Tulips was painted in 1930, and is representative of a new chapter in his painting style at this time. We know that Hunter had been forced to return to Glasgow in 1929 having suffered a steep downturn in health while in the South of France. A recurring pattern in his life was to severely neglect his well-being whilst in the throes of artistic inspiration, or whilst suffering mentally in the aftermath of a disappointing exhibition or review. He had recovered well whilst under the care of his sister, though he was finding the reaction from the Glasgow Art Club towards his latest artistic developments depressing.
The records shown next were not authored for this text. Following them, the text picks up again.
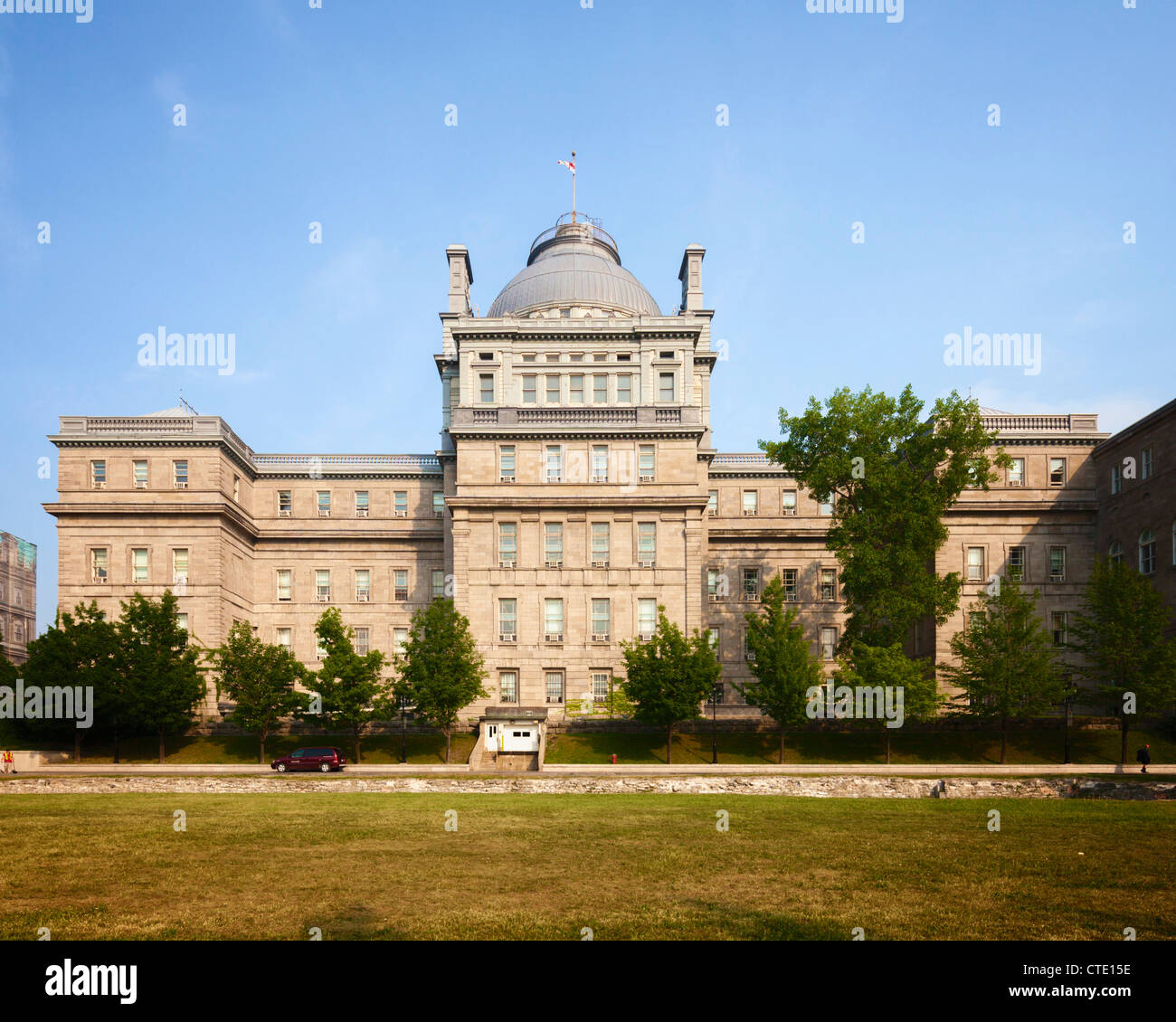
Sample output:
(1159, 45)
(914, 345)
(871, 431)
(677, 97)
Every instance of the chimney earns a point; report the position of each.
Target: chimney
(461, 277)
(690, 274)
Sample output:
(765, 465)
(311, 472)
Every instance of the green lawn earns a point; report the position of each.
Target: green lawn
(273, 866)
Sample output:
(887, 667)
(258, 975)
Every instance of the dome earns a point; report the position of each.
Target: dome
(574, 263)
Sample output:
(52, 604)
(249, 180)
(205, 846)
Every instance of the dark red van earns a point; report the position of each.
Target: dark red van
(314, 758)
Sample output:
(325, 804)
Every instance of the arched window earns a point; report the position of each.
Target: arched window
(1147, 552)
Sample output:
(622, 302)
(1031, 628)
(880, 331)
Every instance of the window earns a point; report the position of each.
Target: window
(600, 463)
(1018, 563)
(647, 618)
(647, 544)
(554, 686)
(600, 544)
(1057, 563)
(553, 620)
(553, 544)
(506, 462)
(508, 686)
(1147, 552)
(828, 643)
(507, 544)
(975, 564)
(646, 461)
(508, 620)
(601, 620)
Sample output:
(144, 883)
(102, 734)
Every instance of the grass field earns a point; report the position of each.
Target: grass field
(545, 867)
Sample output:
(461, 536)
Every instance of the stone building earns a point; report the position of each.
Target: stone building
(576, 488)
(18, 596)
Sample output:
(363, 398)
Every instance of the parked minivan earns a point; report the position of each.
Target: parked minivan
(317, 758)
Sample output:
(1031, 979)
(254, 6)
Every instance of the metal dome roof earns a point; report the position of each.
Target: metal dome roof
(575, 262)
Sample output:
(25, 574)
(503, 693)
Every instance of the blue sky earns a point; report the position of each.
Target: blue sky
(337, 116)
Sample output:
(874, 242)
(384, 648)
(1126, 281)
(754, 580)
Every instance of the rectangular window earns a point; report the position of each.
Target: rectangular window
(553, 544)
(553, 620)
(1057, 563)
(647, 618)
(975, 564)
(506, 462)
(647, 544)
(508, 620)
(600, 544)
(508, 549)
(508, 686)
(1018, 563)
(601, 620)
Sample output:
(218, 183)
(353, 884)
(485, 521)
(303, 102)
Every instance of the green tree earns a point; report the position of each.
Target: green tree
(261, 680)
(881, 667)
(892, 472)
(783, 665)
(160, 672)
(1008, 667)
(441, 670)
(81, 650)
(353, 688)
(669, 677)
(1120, 637)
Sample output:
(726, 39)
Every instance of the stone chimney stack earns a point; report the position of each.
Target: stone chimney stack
(461, 277)
(690, 274)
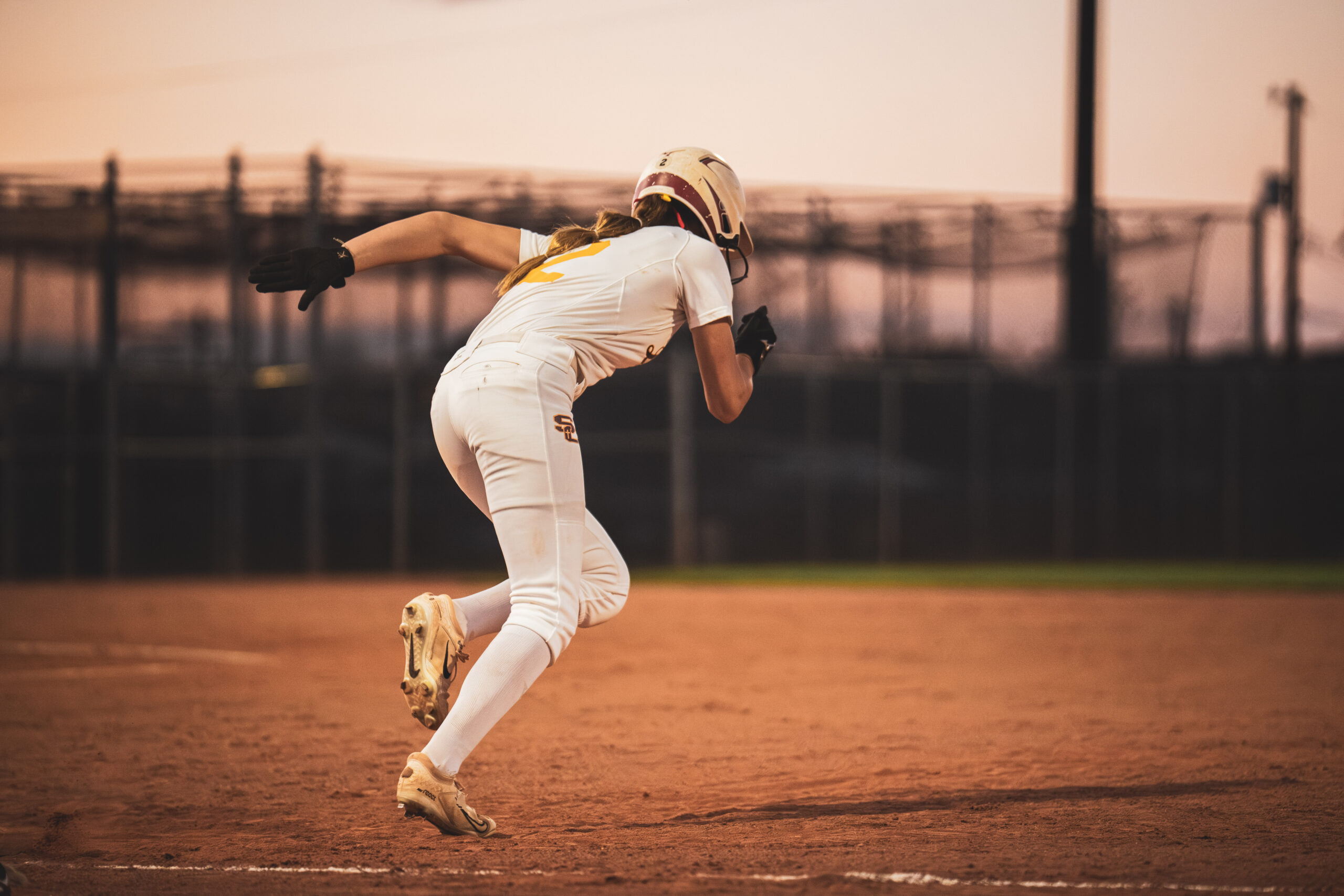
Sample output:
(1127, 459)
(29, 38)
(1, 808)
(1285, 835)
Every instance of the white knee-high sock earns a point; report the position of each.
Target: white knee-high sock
(505, 672)
(486, 612)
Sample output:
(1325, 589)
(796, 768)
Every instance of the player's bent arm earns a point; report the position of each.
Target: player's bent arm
(433, 234)
(726, 375)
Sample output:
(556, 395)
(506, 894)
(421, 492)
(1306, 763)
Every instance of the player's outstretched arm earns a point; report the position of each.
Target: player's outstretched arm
(438, 233)
(729, 364)
(433, 234)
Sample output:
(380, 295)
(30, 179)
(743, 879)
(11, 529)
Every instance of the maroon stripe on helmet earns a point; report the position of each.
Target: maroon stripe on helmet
(685, 191)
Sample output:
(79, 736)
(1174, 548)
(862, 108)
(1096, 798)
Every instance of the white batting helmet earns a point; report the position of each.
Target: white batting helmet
(707, 186)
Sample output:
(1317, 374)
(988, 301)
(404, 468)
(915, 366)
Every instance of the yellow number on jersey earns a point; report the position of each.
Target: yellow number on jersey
(542, 276)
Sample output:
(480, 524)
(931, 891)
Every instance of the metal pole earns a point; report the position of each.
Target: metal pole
(816, 397)
(1086, 309)
(17, 300)
(1294, 100)
(108, 340)
(819, 280)
(682, 445)
(438, 307)
(10, 487)
(236, 379)
(313, 421)
(1108, 461)
(1232, 468)
(1257, 312)
(982, 262)
(401, 421)
(978, 452)
(893, 273)
(889, 465)
(1064, 465)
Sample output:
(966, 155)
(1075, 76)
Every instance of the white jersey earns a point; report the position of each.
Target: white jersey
(618, 301)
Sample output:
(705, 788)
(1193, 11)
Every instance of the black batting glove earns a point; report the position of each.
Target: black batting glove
(313, 270)
(756, 338)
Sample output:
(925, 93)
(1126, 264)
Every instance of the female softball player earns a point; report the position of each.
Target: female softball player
(573, 308)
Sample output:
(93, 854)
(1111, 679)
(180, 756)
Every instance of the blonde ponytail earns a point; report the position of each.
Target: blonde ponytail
(609, 225)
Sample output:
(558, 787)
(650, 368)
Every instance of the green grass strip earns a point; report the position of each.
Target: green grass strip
(1240, 577)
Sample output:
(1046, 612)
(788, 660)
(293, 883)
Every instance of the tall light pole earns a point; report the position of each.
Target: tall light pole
(1294, 100)
(1086, 338)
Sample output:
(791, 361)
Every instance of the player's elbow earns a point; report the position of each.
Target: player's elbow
(723, 413)
(728, 407)
(447, 229)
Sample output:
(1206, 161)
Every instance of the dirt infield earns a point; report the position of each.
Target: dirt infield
(710, 739)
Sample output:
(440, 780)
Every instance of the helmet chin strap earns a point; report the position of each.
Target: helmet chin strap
(725, 244)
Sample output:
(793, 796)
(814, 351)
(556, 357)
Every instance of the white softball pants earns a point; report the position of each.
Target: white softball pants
(503, 425)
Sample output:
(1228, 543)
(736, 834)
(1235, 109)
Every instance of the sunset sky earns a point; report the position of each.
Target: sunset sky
(956, 94)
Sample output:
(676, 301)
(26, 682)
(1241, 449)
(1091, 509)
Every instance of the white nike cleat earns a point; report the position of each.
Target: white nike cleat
(428, 793)
(435, 642)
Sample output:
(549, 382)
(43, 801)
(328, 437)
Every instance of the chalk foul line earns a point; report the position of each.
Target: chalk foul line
(921, 879)
(917, 879)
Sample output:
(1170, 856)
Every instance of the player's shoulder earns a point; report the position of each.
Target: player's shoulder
(682, 245)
Hunter was moving steadily towards a loosening of technique which involved a paring back of form and an increasingly vivid palette. For the last decade, he had progressed through a period of immensely complex formal arrangements and technical, patterned brushwork. This energetic, freer form was less a regression in skill, as some critics at the time perceived, but rather evidence of the fruition of a sophisticated fluidity in his handling; an organic development in style and virtuosity. There is an obvious pleasure and an absence of struggle or labour in his works of this period. To his biographers, including Honeyman himself, this work was the best of his career; not least because Hunter quickly began to develop an unshakeable belief in the merits of this latest direction, a fact tangible to the viewer.
What is also obvious in works like Tulips, is that they belong to the same cheerfully progressive world as Matisse. Indeed, we know that at this time Hunter was directly reinvigorated by the stunning example of Matisse's work, La Nappe Rose, belonging to his friend, the Glasgow collector McInnes. Hunter's connection with this painting was a significant and deep one. He and McInnes had travelled to Paris together in 1925, where they had viewed a new exhibition of the artist's work. Encouraged by an infectiously enthusiastic Hunter, McInnes purchased the work in question, which is now held in the Kelvingrove Art Gallery, Glasgow.
"At first glance Tulips appears to have a far freer feel but its simplicity belies the extent of manipulation employed by Hunter. The paint is thin and flat but he brings out the vitality of the flowers and beauty of the objects through his astute use of colour." Bill Smith & Jill Marriner, Hunter Revisited, 2012, pp.162,162, Ill.141
As well as the clear inspiration the picture offered in terms of vitality of tone and simplicity of structure, it likely resonated with happy memories for Hunter, whose own artwork was receiving much critical praise in the mid-1920s. It must be remembered that Hunter enjoyed a window of time where he was recognised internationally as a modernist of developing importance. In a letter to a friend in 1924, for example, Hunter references a particularly interesting commendation from the prominent Parisian art dealer, Etienne Bignou: "Bignou told McNeill (a collector) he thought Matisse the only man in Paris the equal of Peploe and myself."
That Tulips entered McInnes' art collection is not, therefore, a great surprise. It is gratifying that key dealers and collectors continued to support Hunter through these latter important developments in his career, though of course tragic that these strides were to be cut short just a year later when the artist sadly and suddenly passed away.